Can this be done? Surprisingly, yes, using the XOR swap algorithm:
A = A XOR B;
B = B XOR A;
A = A XOR B;
A is first changed to be a bitwise XOR of itself and B. As long as B is still available, the information in A could be recovered by repeating the operation.
Next, B is XORed with the new value of A. This leaves B with the information that was originally in A. Since A still contains the combination, both pieces of information are still recoverable.
Finally, A is XORed with B. Since B contains the original value that was in A, A will now contain the other half of the information — the value originally in B.

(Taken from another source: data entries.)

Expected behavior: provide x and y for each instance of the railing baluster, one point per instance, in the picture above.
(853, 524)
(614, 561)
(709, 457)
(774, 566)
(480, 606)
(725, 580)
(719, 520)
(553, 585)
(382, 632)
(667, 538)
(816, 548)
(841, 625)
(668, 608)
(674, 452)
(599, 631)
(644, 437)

Now, for the story behind the story…
The idea, once known, is easy enough to prove — but I wanted to know who had come up with it. I tried asking ChatGPT, and it knew exactly the algorithm I was talking about, and rephrased what it does. It then very confidently said that it was discovered by Richard Hamming in the 1950s, and gave textbook and paper citations of his to back it up.
Very impressive — except it seems to be a hallucination. Maybe Hamming did discover the XOR swap. It wouldn’t surprise me at all. (After all, he’s the Hamming in “Hamming codes.” But the two references ChatGPT gave were duds. Hamming does mention XOR in his book on communications, but only briefly, where it is relevant to error-correcting codes.